Like the other layers, all of the long seams are sewn on my 1947 Singer Featherweight and then hand finished. The silk yoke of the dress has reinforcements along the button band. The linen while very opaque is quite light in weight and the weight of the bells used as buttons and knowing that buttons can be a stress point in garments this needed reinforcement. The loops are also silk and are integral with the band reinforcement. The trim is woven in silk by Duke Ivan Petrovich, OL & KSCA, and is based on a Danish pattern from around the same time. Tablet woven bands have been found throughout Russian and Scandinavian grave finds. The silk at the cuffs and hem is finished with a small running stitch which all work on the yoke is finished with a whipstitch. The threads used are commercial Gutterman or vintage mercerized polyester (Auntie’s stash thread).

Fitting the shoulders for this pattern worked really well, what I would have done differently would be to open up the sleeve circumference a bit for a bit more movement with the other dresses underneath. Having worn the clothes for a few hours, I am not noticing much issue with that fit but it is a note for future garments on this same pattern.

Layer 4

Only recently, had naalbound hats been found in archeological evidence during the SCA period, before then it was conjecture if they existed but the evidence was favorable with mittens, socks, cuffs etc. all being made by this fiber technique.

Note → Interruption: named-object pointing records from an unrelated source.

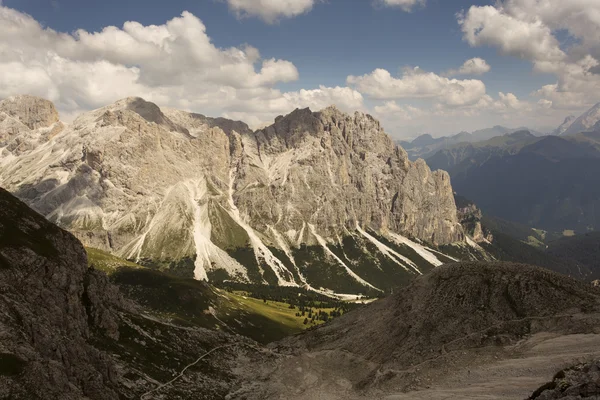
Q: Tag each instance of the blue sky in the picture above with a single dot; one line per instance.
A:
(331, 41)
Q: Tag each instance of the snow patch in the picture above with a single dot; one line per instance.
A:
(284, 276)
(421, 250)
(323, 244)
(393, 255)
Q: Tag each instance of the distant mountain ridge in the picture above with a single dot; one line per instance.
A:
(425, 145)
(545, 182)
(323, 200)
(586, 122)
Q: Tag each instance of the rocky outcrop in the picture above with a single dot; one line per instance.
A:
(66, 332)
(470, 217)
(51, 305)
(459, 316)
(581, 381)
(33, 112)
(180, 190)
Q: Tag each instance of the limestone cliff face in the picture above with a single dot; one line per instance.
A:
(334, 171)
(181, 190)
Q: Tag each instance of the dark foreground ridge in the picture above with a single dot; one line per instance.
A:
(457, 306)
(458, 315)
(581, 381)
(68, 333)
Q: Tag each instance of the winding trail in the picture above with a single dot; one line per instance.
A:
(143, 396)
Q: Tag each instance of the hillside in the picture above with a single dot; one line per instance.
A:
(457, 317)
(425, 146)
(86, 339)
(581, 250)
(322, 200)
(546, 183)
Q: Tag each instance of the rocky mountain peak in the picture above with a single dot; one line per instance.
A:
(32, 111)
(208, 195)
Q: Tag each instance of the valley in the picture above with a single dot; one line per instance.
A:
(300, 200)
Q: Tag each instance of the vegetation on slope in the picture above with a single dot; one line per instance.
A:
(187, 302)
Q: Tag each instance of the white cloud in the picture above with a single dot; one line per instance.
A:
(406, 5)
(174, 64)
(528, 29)
(270, 11)
(474, 66)
(416, 83)
(489, 25)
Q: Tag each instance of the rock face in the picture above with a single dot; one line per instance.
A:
(457, 315)
(51, 304)
(67, 332)
(209, 197)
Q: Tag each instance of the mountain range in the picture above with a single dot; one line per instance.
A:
(425, 145)
(543, 182)
(475, 330)
(589, 121)
(323, 200)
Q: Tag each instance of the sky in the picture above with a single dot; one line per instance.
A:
(419, 66)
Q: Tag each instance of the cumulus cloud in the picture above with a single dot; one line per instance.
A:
(270, 11)
(416, 83)
(474, 66)
(528, 29)
(406, 5)
(402, 112)
(174, 64)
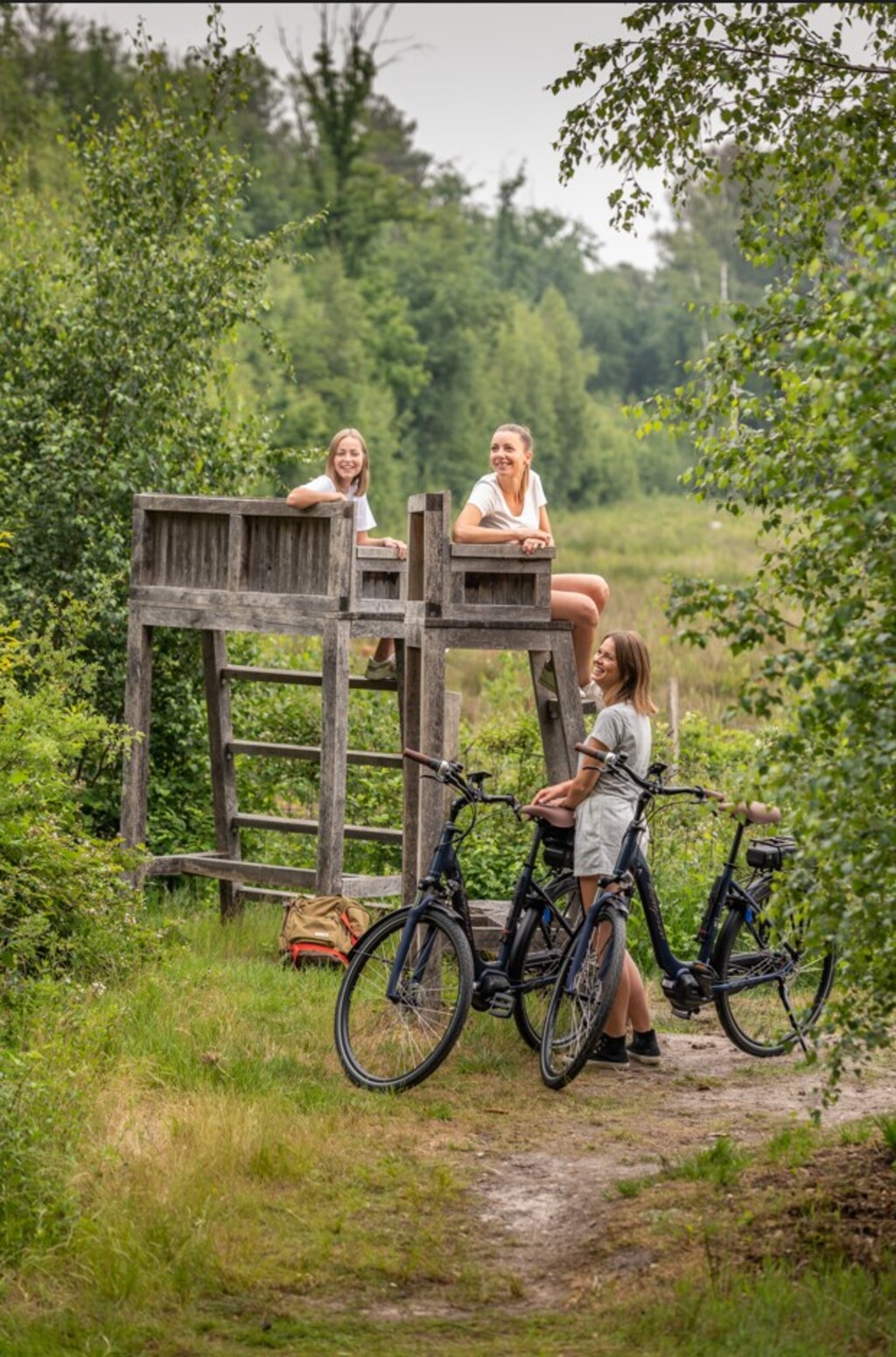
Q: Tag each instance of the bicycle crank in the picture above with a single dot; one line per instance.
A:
(494, 995)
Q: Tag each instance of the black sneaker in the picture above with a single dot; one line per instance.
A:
(610, 1055)
(644, 1048)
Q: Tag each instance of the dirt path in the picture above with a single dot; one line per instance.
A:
(634, 1125)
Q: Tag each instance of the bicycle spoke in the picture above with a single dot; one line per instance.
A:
(395, 1043)
(772, 988)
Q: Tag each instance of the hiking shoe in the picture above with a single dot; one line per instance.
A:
(548, 678)
(610, 1056)
(382, 668)
(644, 1048)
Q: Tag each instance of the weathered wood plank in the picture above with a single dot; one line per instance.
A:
(217, 693)
(311, 754)
(285, 824)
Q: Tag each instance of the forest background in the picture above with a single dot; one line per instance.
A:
(178, 313)
(206, 269)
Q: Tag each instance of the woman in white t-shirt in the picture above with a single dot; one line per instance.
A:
(604, 802)
(510, 505)
(347, 476)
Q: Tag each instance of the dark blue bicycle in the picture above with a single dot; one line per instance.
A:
(415, 974)
(754, 964)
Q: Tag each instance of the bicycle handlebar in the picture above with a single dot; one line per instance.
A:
(619, 764)
(453, 775)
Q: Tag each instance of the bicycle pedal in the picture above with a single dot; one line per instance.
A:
(501, 1004)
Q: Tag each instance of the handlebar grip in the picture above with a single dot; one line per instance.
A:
(438, 765)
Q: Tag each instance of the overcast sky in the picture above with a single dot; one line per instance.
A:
(472, 76)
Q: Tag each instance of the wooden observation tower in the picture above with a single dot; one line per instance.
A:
(225, 565)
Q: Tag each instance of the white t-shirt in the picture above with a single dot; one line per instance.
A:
(490, 501)
(363, 517)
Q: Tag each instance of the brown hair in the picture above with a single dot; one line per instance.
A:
(634, 664)
(528, 444)
(362, 481)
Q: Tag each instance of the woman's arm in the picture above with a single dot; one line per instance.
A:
(468, 527)
(574, 790)
(303, 497)
(363, 539)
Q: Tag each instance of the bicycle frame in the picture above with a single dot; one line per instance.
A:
(686, 984)
(444, 888)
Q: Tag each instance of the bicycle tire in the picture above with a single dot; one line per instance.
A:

The pattern was first documented in Danish Bog burials as the “milk strainer stitch” as it was used a strainer for milk. I chose this pattern because 1) it is the only stitch I know and 2) it provides a nice open weave which breaths well. Additionally, the stitch has been shown as a decorative edging on clothing as well. Most folks who embroider can do this stitch, as it is the buttonhole stitch! The hat started with 8 stitches within that circle and the hat spirals out from there. The loose end of the circle is pulled to tighten the circle down to a closure i.e. magically closing it! After the first row, the next row follows with 2 stitches in each of the stitches from the previous row, then the next row does two stitches in every other stitch, the next row does 2 stitches in every 3rd stitch and so on until the top of the hat had met or exceeded the circumference of the wearers head. The final rounds of increases for this hat were 18 or 19 stitches between each increase. In this case, that was about 8″ in diameter. After that diameter had been reached, the pattern was 1 stitch per 1 stitch until the hat reached the proper length.

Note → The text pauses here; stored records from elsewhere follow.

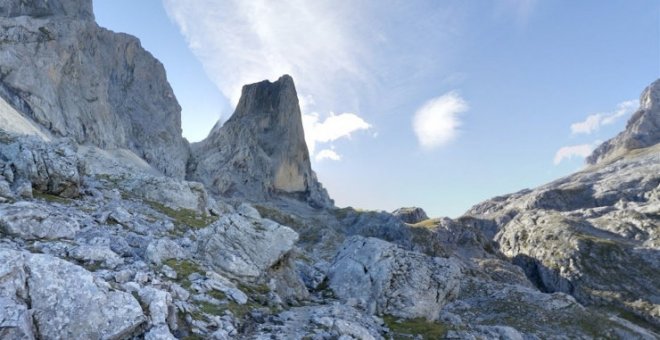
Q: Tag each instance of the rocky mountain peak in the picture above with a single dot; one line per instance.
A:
(75, 9)
(642, 130)
(64, 74)
(261, 149)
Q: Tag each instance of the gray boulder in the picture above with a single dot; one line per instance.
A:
(32, 221)
(62, 71)
(643, 129)
(390, 280)
(244, 246)
(52, 168)
(79, 9)
(260, 151)
(410, 215)
(67, 301)
(15, 320)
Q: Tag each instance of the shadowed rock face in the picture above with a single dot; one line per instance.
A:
(260, 151)
(643, 129)
(79, 9)
(593, 234)
(63, 72)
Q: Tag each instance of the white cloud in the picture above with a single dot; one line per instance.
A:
(331, 129)
(241, 42)
(521, 10)
(595, 121)
(436, 123)
(327, 154)
(568, 152)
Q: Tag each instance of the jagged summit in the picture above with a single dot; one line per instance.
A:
(260, 151)
(642, 130)
(79, 9)
(68, 76)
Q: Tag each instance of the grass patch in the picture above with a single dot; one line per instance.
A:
(261, 289)
(406, 328)
(342, 213)
(218, 295)
(183, 269)
(183, 217)
(51, 198)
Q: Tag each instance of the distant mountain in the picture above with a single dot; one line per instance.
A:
(260, 152)
(102, 238)
(74, 79)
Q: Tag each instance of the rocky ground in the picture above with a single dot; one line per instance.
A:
(95, 246)
(102, 238)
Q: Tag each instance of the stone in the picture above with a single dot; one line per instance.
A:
(319, 322)
(96, 255)
(163, 249)
(392, 280)
(15, 320)
(642, 130)
(34, 221)
(242, 246)
(78, 80)
(79, 9)
(52, 168)
(217, 282)
(66, 300)
(411, 215)
(161, 312)
(260, 151)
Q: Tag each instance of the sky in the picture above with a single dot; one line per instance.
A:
(430, 103)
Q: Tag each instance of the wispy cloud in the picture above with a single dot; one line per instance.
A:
(520, 10)
(436, 123)
(331, 129)
(568, 152)
(595, 121)
(327, 154)
(241, 42)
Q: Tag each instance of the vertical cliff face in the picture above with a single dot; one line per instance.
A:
(260, 151)
(61, 70)
(643, 128)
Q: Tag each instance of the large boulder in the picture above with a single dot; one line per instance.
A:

Living in Atenveldt I still want my head covered but even in Winter having your clothing breath helps a lot. I made this hat slightly oversized to go over my hair in various styles and to go over my head wraps. Again, the want is to let things breath while still keeping the sun off you.

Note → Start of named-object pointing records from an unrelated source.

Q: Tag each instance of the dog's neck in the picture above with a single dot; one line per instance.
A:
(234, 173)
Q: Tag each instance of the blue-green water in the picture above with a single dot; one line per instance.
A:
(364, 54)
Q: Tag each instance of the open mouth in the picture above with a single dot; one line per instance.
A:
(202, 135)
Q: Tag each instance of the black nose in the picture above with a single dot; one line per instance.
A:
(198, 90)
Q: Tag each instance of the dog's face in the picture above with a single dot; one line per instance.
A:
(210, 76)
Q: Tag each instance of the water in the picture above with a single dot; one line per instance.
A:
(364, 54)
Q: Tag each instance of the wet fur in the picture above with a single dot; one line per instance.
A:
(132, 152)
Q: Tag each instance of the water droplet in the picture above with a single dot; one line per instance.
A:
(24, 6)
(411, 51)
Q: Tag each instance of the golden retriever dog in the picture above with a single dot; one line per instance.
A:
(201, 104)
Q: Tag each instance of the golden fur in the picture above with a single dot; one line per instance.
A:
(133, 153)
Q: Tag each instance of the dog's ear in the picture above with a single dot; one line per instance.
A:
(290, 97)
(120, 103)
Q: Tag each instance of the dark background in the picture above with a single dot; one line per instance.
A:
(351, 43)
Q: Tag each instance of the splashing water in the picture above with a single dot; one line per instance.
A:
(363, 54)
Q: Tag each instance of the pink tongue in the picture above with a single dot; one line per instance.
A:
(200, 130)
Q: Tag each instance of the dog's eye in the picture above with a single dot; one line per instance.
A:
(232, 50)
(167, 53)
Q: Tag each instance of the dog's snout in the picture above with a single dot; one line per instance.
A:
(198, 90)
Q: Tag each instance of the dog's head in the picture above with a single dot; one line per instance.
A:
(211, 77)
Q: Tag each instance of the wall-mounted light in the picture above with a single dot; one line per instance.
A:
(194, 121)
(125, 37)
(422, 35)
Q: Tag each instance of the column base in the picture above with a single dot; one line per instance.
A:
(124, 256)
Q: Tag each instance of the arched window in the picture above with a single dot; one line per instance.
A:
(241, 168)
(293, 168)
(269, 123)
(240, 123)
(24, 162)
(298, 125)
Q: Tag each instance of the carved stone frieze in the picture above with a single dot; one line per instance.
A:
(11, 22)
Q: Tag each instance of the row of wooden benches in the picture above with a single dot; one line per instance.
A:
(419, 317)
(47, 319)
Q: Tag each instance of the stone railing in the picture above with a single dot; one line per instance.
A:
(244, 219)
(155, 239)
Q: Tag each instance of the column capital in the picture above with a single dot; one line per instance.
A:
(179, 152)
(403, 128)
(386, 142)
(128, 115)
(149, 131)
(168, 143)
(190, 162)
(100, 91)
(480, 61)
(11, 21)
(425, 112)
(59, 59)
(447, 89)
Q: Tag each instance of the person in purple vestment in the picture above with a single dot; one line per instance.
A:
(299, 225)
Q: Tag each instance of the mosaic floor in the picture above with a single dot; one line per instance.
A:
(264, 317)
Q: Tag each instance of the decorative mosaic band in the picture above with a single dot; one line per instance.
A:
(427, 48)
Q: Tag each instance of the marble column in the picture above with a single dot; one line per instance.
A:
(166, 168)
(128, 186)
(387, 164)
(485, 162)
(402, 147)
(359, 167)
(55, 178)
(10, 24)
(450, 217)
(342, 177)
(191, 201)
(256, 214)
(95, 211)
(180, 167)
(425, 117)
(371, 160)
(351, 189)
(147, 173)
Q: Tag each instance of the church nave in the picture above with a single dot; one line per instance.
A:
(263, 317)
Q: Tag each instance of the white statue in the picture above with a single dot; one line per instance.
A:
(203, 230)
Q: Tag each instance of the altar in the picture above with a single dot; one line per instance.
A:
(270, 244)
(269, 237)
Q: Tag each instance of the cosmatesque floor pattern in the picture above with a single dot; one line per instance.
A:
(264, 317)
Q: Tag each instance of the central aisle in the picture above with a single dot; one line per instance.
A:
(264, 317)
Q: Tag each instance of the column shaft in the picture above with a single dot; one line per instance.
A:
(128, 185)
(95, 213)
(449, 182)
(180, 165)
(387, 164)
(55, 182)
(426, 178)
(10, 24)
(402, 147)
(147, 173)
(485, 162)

The yarn is my own handspun from 2013-2015. I believe it was from the Bisbee Arizona Fiber Guild and I spun the plies on my hand spindle while I traveled all over as Crown (2013), and then was plied (2-ply) on my spinning wheel (2015). It was my first project on my wheel, and it is a bit bumpy and lumpy but once on it looks great and it is a wonderful color.

The needled for this project is fossilized mammoth ivory and made by Duke Ivan Petrovich, OL & KSCA.